Fuenmayor actually goes one step farther than these writers in his denunciations of AD’s position. Fuenmayor claims that Escalante, unlike Biaggini, was a reactionary with links to the United States State Department. Furthermore, he had secretly promised Betancourt that once in power he would turn his back on Medina Angarita and open up his administration to AD leaders and the conspiratorial junior officers. Fuenmayor fails to provide documentation for this charge, which would seem particularly important, given the fact that AD denied that it was interested in ministerial positions in the Escalante government.
Fuenmayor’s criticism of Medina Angarita for having failed to take decisive measures against those who threatened his regime is also leveled against the AD trienio government of 1945-48. The PCV, to its credit, drew public attention to subversive activities against the trienio regime and supported efforts to mobilize the population in its defense. The official PCV policy toward both the Medina Angarita and trienio administrations was one of critical support, but in practice the Communists came down harder on the AD government than on its predecessor. Fuenmayor does not attempt to hide his preference for Medina Angarita even though AD’s reforms were as far-reaching—if not more so—as those of Medina Angarita.

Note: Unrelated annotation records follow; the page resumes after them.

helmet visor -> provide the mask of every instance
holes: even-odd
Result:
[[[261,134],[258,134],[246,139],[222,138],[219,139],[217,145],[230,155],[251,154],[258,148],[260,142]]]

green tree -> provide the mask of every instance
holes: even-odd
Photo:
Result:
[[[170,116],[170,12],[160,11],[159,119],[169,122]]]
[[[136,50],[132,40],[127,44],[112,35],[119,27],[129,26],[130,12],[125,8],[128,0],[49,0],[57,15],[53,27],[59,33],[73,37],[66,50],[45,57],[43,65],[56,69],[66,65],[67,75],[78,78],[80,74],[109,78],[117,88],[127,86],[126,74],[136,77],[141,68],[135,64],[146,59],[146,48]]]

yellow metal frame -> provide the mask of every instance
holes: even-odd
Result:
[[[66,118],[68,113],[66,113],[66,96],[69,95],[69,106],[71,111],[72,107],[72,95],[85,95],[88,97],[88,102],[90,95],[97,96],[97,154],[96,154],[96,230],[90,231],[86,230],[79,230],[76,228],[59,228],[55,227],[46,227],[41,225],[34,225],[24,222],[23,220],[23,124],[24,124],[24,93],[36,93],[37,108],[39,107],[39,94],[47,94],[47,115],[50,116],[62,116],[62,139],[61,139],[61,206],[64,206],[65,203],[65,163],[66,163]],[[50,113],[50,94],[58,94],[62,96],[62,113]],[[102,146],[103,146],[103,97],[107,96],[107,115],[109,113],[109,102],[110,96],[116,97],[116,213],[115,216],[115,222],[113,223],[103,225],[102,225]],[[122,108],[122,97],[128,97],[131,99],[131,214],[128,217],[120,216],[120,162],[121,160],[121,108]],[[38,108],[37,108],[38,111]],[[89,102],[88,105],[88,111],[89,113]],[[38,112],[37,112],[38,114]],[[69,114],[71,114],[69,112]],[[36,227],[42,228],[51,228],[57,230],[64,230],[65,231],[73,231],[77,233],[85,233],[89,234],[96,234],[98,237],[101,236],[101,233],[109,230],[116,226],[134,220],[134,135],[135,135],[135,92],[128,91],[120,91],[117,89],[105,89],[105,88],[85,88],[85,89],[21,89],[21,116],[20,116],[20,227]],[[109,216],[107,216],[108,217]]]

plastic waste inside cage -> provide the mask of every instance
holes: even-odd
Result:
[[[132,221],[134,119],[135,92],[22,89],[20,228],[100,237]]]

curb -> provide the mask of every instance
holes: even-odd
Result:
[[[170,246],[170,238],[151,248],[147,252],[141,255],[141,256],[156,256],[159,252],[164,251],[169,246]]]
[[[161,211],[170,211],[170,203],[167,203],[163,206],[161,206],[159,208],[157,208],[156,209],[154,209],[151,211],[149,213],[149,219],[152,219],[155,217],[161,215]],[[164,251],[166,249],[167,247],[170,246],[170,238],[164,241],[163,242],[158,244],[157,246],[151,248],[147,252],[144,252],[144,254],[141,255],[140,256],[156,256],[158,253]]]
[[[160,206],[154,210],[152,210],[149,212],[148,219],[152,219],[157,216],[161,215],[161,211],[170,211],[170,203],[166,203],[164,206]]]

Following the overthrow of the AD government in 1948, Fuenmayor argued that the PCV should view opposition to the military government and denunciation of AD opportunism as equally important tasks. He criticized the PCV for working with AD in its efforts to spark a military coup. Unable to get the PCV to open up an internal debate over these issues, Fuenmayor left the party in 1951 and soon thereafter retired completely from political activism.
The main value of these volumes is in the numerous documents Fuenmayor cites that deal with factionalism in the Communist movement and AD-PCV relations. In addition, given the pro-AD bent of much writing on the period in English, Fuenmayor’s polemics against that party should help provide a new focus for future works.